Sen. Bob Casey introduces a new bill aimed at preventing people convicted of a hate crime from being able to buy a gun. Photo by Nicole Fallert/90.5 WESA

Sen. Bob Casey introduces a new bill aimed at preventing people convicted of a hate crime from being able to buy a gun. Photo by Nicole Fallert/90.5 WESA

In the wake of a mass shooting that killed 49 people and injured 53 others at a gay nightclub in Orlando, Florida, a Pennsylvania senator is pushing for legislation that would keep firearms out of the hands of those convicted of hate crimes.

According to CBS News, Sen. Bob Casey’s Hate Crime Prevention Act would prohibit the sale and ownership of firearms to those found guilty of committing a hate crime and for those who’ve received a hate crime sentence enhancement. Under Casey’s legislation, those “reasonably suspected” of committing a hate crime would also be banned from purchasing a gun.

“If you have proven you will commit criminal acts based on hate, you absolutely should not have access to a gun. It’s common sense,” Senator Casey said at a press conference Monday. “It is time we as members of Congress do something. If you are a member of Congress and you say you care about security, then you have to take steps to keep guns out of the wrong hands and ensure our law enforcement has the resources needed to keep communities safe.”

Per a press release from the senator’s office, Casey’s plan also calls for a ban on military-style weapons, limits on clips and magazine sizes, universal background checks, and a restriction on those on the terrorist watch list from buying firearms.

“Crimes targeting people for what they look like, how they worship or where they come from deprive victims of their basic rights as human beings and as citizens of the United States,” the release states. “We must keep guns away from extremists who seek to poison our communities with fear and hate.”

So far, Casey’s proposed legislation has received support from fellow Democratic Senators Chris Murphy, Richard Blumenthal, Barbara Boxer, Kirsten Gillibrand and Senator Tammy Baldwin, CBS News reports. Casey spokesman John Rizzo said the Pennsylvania senator is working to bargain with the Republican-controlled Congress to get the billed passed.

Casey’s suggested legislation couldn’t have come at a better time, as the occurrence of hate crimes has spiked in recent years. A news release from the senator’s office cites hate crime statistics from the Southern Poverty Law Center, which states that “892 hate groups are currently operating in the United States, up 14 percent since 2014 and almost 33 percent since 2000.”

The SPLC’s findings also points out that African-Americans are disproportionately targeted, as there are nearly 190 Ku Klux Klan chapters actively operating across the U.S. The infamous hate group, organized in 1865, has a long history of terrorizing Black Americans with violence.
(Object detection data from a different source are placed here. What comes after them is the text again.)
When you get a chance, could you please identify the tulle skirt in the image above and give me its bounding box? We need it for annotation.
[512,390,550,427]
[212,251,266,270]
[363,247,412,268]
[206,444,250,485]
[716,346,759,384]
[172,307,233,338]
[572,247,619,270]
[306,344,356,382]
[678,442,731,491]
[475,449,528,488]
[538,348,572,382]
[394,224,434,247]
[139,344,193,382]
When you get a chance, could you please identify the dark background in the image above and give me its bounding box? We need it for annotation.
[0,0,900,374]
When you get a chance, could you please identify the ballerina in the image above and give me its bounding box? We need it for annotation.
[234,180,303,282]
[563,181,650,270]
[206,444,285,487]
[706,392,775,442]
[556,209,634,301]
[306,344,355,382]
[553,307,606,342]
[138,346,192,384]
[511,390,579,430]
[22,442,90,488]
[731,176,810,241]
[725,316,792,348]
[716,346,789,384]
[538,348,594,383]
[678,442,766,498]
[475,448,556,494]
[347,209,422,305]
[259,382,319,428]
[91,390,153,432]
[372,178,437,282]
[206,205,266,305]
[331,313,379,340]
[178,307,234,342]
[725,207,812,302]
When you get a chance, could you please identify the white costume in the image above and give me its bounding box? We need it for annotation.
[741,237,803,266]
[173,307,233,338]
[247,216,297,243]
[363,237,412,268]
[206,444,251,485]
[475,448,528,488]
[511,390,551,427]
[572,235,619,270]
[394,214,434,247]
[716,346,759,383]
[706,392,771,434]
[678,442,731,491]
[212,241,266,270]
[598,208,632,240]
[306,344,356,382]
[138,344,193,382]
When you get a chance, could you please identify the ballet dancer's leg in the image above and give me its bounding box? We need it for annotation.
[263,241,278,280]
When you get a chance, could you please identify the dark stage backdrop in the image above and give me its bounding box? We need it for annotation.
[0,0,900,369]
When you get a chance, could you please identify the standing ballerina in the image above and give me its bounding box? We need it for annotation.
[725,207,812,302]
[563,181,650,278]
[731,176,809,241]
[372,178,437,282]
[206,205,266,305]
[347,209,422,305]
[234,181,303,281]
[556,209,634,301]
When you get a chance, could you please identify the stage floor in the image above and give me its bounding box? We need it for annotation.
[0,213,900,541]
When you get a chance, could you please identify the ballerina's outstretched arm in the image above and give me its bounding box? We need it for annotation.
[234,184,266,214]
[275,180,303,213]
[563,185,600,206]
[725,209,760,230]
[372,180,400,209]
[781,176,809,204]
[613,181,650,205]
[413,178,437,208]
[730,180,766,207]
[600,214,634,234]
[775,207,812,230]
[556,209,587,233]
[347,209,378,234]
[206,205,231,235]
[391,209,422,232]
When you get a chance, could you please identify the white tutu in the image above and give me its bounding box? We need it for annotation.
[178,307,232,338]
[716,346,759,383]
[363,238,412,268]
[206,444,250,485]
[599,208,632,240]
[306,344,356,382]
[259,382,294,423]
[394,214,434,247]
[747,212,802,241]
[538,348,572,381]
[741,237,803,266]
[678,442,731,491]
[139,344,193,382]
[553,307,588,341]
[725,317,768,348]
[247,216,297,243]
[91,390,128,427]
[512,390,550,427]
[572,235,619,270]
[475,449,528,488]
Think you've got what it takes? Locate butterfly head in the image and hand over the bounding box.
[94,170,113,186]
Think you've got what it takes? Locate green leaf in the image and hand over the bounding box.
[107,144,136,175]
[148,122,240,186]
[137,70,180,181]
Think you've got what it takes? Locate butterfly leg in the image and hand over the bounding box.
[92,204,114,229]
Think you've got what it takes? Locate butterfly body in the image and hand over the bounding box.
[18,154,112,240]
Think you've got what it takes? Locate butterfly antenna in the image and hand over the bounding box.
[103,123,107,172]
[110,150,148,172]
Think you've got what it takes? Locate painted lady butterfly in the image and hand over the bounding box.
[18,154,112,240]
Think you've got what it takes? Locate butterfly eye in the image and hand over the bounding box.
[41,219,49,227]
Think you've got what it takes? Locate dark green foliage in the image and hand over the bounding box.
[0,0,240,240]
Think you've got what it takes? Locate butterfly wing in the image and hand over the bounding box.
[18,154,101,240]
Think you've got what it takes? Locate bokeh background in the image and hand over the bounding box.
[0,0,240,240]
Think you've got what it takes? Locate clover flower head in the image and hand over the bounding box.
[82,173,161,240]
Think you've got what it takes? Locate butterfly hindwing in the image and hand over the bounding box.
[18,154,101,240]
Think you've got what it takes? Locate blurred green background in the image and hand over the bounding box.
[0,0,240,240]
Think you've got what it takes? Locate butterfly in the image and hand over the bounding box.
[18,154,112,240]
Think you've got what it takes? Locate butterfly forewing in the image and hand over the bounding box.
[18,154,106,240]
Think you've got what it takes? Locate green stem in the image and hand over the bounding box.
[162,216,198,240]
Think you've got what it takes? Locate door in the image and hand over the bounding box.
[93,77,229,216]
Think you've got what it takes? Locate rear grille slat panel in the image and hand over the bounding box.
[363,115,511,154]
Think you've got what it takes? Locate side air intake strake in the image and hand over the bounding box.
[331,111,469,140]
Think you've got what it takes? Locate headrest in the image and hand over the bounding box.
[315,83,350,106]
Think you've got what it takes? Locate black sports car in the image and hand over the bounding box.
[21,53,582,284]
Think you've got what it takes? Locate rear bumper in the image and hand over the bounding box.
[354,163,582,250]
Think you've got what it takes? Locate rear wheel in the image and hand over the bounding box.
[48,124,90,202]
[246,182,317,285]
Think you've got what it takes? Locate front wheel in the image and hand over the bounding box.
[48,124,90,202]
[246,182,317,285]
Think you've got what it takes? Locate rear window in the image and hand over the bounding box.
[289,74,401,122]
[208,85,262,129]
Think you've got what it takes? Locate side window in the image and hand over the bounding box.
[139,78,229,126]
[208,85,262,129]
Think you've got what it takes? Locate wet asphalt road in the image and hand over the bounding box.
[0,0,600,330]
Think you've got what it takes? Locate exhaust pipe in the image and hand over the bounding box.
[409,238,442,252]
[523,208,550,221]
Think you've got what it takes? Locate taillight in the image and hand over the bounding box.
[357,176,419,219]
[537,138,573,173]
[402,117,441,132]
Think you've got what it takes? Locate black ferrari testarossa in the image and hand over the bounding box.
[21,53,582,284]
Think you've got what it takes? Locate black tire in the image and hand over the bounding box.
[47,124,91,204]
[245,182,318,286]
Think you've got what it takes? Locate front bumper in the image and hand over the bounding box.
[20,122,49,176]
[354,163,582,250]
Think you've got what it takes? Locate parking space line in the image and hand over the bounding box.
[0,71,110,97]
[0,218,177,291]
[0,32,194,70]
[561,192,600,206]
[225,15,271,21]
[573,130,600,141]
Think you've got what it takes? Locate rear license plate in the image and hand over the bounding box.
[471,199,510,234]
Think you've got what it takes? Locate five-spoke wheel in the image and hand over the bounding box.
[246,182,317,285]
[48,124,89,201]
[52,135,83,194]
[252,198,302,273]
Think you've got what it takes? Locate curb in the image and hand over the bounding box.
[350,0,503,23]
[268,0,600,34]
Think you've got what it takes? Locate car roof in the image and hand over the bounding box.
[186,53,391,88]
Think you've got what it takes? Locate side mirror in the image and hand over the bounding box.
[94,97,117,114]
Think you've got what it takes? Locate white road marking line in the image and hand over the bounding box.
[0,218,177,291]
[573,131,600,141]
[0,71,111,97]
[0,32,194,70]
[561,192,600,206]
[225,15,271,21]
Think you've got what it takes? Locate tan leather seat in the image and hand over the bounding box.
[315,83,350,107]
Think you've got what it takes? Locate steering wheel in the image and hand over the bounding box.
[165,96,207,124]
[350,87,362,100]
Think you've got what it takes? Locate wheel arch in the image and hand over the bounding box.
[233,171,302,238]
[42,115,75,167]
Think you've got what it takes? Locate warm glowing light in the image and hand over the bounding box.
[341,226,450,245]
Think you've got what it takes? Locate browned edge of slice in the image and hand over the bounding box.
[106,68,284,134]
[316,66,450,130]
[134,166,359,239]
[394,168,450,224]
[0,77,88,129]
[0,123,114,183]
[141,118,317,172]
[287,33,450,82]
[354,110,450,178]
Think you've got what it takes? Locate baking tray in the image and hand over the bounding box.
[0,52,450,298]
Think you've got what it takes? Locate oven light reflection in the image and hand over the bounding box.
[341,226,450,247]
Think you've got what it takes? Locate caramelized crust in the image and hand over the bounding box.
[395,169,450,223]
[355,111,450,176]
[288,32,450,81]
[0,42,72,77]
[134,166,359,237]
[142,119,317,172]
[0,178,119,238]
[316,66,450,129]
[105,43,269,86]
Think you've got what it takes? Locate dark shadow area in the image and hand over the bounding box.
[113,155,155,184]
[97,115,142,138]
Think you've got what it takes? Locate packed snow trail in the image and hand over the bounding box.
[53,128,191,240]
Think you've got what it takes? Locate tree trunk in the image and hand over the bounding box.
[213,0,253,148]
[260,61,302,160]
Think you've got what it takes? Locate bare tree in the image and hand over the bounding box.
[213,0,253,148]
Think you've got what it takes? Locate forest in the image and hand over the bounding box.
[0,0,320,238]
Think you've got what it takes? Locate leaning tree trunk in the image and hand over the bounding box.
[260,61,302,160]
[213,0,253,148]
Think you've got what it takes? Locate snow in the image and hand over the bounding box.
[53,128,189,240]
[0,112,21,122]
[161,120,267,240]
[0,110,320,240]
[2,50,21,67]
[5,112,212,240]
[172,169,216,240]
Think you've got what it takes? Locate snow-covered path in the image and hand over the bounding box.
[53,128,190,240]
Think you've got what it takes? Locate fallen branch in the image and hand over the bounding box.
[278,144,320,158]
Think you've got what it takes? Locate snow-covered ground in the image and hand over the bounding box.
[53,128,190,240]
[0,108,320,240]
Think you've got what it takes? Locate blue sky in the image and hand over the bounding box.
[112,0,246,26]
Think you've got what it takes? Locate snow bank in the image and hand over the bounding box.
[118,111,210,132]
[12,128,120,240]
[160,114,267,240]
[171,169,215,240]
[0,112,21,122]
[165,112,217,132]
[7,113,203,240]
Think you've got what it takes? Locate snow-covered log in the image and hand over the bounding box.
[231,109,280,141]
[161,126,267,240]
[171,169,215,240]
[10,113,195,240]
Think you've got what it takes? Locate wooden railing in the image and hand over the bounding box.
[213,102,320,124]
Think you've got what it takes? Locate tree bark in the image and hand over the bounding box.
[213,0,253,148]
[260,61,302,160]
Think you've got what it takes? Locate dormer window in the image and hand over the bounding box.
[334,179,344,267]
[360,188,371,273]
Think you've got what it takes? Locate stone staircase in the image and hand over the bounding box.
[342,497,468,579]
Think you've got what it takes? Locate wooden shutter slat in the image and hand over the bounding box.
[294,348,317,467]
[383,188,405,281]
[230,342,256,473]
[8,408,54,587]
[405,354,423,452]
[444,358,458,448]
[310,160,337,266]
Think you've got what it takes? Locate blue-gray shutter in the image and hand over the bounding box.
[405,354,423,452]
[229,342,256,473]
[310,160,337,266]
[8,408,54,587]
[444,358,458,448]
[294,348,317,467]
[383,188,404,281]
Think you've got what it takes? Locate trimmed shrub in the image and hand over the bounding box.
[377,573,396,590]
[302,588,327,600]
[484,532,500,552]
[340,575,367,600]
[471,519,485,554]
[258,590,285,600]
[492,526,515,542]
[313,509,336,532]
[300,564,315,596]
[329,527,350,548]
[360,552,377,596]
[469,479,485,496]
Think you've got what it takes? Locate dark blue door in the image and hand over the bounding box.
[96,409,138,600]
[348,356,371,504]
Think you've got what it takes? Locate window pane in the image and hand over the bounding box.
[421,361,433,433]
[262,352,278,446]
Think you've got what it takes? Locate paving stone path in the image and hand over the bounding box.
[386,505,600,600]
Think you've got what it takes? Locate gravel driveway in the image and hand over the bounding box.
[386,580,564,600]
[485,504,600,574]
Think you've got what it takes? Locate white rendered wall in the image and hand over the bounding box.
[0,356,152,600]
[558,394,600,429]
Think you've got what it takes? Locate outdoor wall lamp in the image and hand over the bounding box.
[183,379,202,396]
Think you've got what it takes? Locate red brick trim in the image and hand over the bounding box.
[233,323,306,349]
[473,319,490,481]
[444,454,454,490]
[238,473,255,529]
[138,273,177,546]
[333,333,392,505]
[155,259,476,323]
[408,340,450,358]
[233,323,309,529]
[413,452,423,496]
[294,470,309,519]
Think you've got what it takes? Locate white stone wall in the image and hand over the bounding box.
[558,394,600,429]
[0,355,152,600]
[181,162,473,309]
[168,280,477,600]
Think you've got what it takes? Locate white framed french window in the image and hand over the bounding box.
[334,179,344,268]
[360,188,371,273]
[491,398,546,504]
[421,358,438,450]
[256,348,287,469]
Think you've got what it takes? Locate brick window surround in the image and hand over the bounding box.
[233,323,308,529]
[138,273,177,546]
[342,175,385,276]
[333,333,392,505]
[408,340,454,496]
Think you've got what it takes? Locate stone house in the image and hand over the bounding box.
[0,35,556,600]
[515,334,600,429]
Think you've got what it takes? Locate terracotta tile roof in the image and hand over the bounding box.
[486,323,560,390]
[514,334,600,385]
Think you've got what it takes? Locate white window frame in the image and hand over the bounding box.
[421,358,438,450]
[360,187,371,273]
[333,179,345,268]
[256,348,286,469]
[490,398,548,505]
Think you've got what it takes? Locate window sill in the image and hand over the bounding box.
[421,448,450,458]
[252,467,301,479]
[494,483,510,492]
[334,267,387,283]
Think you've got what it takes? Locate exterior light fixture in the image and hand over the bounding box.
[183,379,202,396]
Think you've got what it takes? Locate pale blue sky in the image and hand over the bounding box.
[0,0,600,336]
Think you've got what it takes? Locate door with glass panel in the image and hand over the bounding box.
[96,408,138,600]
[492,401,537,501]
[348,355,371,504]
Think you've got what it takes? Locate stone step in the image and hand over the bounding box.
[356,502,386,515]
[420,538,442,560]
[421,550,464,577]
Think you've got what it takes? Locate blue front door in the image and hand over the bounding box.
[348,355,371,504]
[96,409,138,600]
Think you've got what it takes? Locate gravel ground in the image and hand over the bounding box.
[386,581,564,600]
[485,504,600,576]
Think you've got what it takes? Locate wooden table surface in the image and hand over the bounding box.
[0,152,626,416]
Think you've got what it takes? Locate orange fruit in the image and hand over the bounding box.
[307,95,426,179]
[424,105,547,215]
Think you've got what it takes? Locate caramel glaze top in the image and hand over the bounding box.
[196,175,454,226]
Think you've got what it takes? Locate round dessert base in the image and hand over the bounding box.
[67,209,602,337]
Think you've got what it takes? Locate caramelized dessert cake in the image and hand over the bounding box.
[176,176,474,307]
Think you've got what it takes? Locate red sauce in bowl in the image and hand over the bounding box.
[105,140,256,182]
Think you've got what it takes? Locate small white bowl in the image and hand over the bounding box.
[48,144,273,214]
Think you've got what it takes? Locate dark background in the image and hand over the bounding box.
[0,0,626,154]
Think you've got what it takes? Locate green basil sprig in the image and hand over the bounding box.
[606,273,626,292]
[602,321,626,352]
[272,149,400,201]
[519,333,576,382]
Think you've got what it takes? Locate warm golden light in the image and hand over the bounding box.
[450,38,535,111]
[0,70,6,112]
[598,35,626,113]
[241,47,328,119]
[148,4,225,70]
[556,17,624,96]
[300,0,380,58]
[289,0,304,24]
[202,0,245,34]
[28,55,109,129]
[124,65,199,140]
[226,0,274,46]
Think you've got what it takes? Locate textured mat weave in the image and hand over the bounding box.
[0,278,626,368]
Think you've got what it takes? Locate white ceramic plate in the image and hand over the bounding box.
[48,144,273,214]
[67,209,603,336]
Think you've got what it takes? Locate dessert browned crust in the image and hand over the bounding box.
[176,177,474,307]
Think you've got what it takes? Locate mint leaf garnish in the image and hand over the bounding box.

Friday marks the one-year anniversary of the horrific hate crime that occurred at Mother Emanuel A.M.E Church in Charleston, South Carolina. Professed white supremacist Dylan Roof shot and killed nine Black parishioners attending Bible study on the evening of June 17, 2015.

In addition to the increased prevalence of hate groups, the percentage of hate crimes involving violence jumped from 78 percent in 2004 to 90 percent in 2012, according to the National Crime Victimization Survey.

Though Casey admits his proposed bill might not have stopped the massacre in Orlando, his Hate Crimes Prevention Act could be a step in the right direction to prevent future hate crimes and gun violence in America.